Auburn turned in a workmanlike clubbing of an outmanned team. Outside of Robert Dunn's fumbled punt return (one more time, let's see Trisan Davis in there), the kicking game was outstanding. Any shutout is a good shutout defensively, but I still didn't like the way State was able to run up the middle, and the Tigers' tackling was often lackadaisical. That won't get it against the Corn Dogs on Saturday.

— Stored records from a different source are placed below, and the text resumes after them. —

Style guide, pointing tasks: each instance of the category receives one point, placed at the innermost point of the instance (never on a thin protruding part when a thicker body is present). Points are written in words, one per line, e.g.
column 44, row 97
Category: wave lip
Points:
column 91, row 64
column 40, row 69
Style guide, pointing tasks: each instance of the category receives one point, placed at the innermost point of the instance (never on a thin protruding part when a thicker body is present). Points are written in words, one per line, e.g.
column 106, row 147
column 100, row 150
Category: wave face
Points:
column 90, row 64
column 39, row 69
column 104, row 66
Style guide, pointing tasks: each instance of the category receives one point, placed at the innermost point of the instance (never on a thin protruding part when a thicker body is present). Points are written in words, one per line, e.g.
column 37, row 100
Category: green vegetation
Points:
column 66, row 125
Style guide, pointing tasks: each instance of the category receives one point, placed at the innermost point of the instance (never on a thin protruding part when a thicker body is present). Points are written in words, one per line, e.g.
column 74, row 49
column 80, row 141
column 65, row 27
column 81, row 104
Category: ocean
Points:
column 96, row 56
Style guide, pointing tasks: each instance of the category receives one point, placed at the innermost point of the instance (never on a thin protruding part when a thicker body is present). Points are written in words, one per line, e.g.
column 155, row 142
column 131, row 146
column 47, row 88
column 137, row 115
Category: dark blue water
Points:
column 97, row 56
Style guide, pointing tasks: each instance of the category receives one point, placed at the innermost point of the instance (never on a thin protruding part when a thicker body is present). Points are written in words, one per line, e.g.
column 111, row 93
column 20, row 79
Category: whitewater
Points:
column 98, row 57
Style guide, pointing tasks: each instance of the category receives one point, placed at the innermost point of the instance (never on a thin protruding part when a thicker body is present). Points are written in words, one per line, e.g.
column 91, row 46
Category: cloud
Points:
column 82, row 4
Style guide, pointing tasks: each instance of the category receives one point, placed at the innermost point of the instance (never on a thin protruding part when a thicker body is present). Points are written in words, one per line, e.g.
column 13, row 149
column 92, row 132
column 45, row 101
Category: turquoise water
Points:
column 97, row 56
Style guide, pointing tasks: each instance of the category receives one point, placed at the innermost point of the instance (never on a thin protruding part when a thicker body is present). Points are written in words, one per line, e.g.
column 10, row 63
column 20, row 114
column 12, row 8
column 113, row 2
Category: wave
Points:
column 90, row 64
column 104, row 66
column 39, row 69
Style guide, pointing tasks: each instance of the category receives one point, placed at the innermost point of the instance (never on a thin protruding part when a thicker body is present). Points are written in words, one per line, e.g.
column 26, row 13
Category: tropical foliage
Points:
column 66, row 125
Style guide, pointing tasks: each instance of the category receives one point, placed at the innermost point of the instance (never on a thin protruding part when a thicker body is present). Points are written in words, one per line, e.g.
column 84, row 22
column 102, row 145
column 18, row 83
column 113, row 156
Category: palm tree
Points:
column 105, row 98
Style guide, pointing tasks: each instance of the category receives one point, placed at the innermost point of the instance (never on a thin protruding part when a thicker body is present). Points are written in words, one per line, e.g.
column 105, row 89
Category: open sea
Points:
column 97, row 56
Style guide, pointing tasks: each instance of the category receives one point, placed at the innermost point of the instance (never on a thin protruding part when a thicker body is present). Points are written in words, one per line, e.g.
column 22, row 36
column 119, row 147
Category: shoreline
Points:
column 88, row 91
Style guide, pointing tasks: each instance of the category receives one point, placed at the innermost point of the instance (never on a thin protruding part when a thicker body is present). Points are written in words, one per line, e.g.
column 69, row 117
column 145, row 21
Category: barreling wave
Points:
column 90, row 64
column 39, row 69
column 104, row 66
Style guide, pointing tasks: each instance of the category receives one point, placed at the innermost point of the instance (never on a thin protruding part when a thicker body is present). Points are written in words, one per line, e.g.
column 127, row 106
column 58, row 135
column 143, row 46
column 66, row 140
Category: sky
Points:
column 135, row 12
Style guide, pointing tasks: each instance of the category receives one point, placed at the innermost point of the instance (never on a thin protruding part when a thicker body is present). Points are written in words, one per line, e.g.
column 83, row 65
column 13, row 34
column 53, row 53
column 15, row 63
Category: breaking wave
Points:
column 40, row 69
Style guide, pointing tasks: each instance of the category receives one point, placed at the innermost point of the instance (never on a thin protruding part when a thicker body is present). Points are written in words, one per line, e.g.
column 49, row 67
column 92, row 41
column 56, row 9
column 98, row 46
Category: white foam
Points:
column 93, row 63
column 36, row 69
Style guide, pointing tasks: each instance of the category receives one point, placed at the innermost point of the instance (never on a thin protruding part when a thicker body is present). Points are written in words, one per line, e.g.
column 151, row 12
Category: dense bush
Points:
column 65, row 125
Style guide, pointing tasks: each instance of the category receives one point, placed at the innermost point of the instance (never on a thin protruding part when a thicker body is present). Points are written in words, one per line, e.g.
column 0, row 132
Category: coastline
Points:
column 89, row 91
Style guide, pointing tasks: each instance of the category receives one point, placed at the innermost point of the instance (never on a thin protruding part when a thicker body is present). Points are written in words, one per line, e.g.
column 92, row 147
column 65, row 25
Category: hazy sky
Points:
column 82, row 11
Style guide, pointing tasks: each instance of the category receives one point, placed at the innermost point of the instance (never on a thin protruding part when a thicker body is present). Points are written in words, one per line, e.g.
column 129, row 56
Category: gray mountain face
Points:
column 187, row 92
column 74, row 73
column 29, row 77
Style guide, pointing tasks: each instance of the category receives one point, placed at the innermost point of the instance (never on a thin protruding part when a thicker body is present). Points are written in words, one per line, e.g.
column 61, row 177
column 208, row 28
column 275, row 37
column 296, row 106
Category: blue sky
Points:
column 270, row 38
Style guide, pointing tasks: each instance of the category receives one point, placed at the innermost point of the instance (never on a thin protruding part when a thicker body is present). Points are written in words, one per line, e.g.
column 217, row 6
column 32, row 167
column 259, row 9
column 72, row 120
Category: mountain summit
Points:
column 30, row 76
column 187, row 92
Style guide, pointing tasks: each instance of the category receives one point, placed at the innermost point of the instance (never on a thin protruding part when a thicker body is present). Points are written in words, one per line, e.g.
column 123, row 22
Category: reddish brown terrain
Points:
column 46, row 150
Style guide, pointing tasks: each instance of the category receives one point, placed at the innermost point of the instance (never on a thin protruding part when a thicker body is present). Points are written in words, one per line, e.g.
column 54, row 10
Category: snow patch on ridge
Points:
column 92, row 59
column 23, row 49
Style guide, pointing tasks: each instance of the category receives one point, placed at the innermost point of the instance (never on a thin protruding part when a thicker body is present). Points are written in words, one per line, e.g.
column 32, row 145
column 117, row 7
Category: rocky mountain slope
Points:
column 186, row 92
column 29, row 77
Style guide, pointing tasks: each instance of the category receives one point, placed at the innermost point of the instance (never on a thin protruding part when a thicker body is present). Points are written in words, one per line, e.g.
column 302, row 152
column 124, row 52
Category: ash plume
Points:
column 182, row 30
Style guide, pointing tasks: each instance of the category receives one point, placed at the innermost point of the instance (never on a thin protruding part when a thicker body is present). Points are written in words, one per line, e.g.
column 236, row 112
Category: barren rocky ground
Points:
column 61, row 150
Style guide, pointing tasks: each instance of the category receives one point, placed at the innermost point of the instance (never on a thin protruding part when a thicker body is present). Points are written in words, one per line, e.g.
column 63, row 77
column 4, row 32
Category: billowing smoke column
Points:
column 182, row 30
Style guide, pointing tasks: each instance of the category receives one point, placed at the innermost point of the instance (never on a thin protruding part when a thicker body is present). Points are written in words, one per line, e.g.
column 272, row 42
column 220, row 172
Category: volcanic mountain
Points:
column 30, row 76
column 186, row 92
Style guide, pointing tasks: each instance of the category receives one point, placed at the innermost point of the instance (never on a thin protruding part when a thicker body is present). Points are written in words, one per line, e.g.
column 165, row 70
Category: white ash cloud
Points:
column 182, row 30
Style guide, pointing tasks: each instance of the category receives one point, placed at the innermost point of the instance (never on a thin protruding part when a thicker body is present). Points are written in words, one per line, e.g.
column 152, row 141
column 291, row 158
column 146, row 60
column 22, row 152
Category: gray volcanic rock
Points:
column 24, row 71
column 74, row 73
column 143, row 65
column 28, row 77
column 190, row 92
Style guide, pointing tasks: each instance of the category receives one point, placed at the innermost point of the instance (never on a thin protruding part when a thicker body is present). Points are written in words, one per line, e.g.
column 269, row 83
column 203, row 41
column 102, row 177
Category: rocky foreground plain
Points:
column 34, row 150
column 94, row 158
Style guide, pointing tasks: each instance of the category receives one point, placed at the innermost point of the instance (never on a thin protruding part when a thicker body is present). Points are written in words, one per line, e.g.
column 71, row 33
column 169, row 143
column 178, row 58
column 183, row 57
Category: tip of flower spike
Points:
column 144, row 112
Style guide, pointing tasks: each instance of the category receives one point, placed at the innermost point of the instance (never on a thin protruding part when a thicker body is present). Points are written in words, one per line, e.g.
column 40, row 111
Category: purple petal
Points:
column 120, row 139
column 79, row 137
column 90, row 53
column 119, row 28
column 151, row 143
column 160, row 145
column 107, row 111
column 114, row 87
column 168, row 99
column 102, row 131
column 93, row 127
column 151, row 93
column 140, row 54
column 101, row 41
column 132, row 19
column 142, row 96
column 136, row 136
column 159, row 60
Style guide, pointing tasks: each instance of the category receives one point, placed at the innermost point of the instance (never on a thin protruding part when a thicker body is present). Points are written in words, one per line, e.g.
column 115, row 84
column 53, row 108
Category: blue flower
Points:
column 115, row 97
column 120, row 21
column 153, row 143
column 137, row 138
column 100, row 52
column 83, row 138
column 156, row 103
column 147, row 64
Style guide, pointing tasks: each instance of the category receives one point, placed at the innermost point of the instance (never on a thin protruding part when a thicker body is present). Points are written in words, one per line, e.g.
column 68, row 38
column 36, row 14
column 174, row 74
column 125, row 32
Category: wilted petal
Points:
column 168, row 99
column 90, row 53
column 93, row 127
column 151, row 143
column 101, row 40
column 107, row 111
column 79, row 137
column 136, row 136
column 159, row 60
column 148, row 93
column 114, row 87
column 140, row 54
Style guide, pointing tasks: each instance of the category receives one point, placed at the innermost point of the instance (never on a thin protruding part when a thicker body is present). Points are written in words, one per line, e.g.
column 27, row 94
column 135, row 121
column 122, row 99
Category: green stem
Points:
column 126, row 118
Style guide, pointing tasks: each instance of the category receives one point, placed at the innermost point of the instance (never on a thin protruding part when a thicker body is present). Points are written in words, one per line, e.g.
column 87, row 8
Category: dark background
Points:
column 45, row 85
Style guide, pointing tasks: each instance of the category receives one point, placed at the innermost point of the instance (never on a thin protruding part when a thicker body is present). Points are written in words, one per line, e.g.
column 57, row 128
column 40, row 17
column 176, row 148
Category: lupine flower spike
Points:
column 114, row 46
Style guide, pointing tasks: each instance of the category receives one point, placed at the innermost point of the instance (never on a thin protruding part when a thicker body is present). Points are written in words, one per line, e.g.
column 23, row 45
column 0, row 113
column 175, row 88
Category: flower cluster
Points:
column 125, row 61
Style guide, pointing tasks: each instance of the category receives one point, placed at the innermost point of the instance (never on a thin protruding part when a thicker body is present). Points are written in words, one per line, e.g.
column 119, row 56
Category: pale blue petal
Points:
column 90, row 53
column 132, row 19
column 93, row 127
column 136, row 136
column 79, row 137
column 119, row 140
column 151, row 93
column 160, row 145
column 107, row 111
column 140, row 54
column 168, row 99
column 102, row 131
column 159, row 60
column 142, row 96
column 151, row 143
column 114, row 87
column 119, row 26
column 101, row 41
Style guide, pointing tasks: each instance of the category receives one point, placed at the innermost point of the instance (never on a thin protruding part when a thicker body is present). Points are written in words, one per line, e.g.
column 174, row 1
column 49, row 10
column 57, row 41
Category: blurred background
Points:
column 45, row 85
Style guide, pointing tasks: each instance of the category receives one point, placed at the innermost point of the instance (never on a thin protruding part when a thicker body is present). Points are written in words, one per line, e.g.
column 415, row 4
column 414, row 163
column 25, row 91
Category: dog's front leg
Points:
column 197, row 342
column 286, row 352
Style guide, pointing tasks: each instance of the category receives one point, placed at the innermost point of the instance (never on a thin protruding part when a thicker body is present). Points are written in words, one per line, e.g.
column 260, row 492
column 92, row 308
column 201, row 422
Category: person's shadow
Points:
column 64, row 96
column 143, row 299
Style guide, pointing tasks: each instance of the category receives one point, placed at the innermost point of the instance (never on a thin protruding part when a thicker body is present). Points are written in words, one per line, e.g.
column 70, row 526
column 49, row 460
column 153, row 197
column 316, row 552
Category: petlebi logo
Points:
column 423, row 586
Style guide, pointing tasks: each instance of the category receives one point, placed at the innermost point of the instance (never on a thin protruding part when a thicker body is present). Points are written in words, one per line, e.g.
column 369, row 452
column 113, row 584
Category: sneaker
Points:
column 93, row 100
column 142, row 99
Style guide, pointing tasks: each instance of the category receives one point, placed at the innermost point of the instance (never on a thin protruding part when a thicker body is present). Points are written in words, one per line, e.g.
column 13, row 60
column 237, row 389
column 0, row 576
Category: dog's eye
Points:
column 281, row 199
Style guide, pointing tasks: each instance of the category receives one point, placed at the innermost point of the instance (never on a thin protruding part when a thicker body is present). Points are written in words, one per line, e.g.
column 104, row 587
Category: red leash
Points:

It's hard to see how State's going to get out of the rut they're in (no pun on freshman quarterback Tray Rutland intended). They don't have the players, and they couldn't sell out their small stadium for a game against a top-5 team. Sly Croom still looks like a good guy trying to win in a tough position, but as I said before the season, if he doesn't start getting some wins this year, he probably never will. In the interests of full disclosure, I'd be lying if I said I didn't get a lot of satisfaction out of watching ex-Bammie Croom's frustration at getting walloped by Auburn for the third year in a row.
Elsewhere, there's at least some hope at the end of State's 2006 road, because Ole Miss still really sucks. Get ready for that
I haven't seen Florida play yet, but the recaps look like they're taking care of business with the cupcakes. The same can't be said of UAT, which has struggled to hold off 1-A bottom-feeders Hawaii and Vanderbilt. As my dad noted to me Saturday, "That wasn't a fluke or anything; that's just what kind of team Alabama has--a little bit better than Vanderbilt."
In a somewhat-related note, if Mobile Press-Register sports editor Randy Kennedy were to quit the paper and become Mike Shula's press secretary, would UAT have to give him back pay for this column?
Tennessee darn near stubbed their unshod toes against Air Force Saturday night. At least some of that had to be due to a solid week of self-congratulation after the Cal clubbing, but the Vols were definitely susceptible to an option attack--and guess what the Urban Myth down in Gainesville loves to run? Those big injuries on the Vol defense aren't going to help any, either. That game ought to be a fun one.
LSU has certainly looked good against their preseason patsies. They took care of business and then some against a really awful Arizona team, but the suckyness of the Wildcats certainly isn't the Other Tigers' fault. Watching the LSU-AZ game, I was struck by how similar LSU and Auburn are offensively: both teams want to run first and throw off play-action. They both love the short passing game and running different plays out of the reverse. That should mean that both defenses this week will be well-prepared for the opposion--after all, they'll play a mirror image of what they see in practice every day.
Georgia's smackdown of South Carolina was pretty much what I'd expected. Carolina's offense is just plain bad, and Visor Boy doesn't have the players available to make it much better when he's facing a good defensive team. UGA's Mark Richt is still to fixated on throwing the ball. That series when he had the football on the one-yard line and insisted on calling three fade routes was eerily similar to some of Spurrier's less-stellar days from the '90's. UGA has running backs who could get in the end zone, either around the ends (SC doesn't have the speed to counter them, as demonstrated on one Georgia touchdown) or barreling through the middle, but Richt just wouldn't give them the ball. Maybe he's still having flashbacks from the 2001 Auburn game.
Nobody, including me, cares what Kentucky or Arkansas did on Saturday, but they're both pretty bad.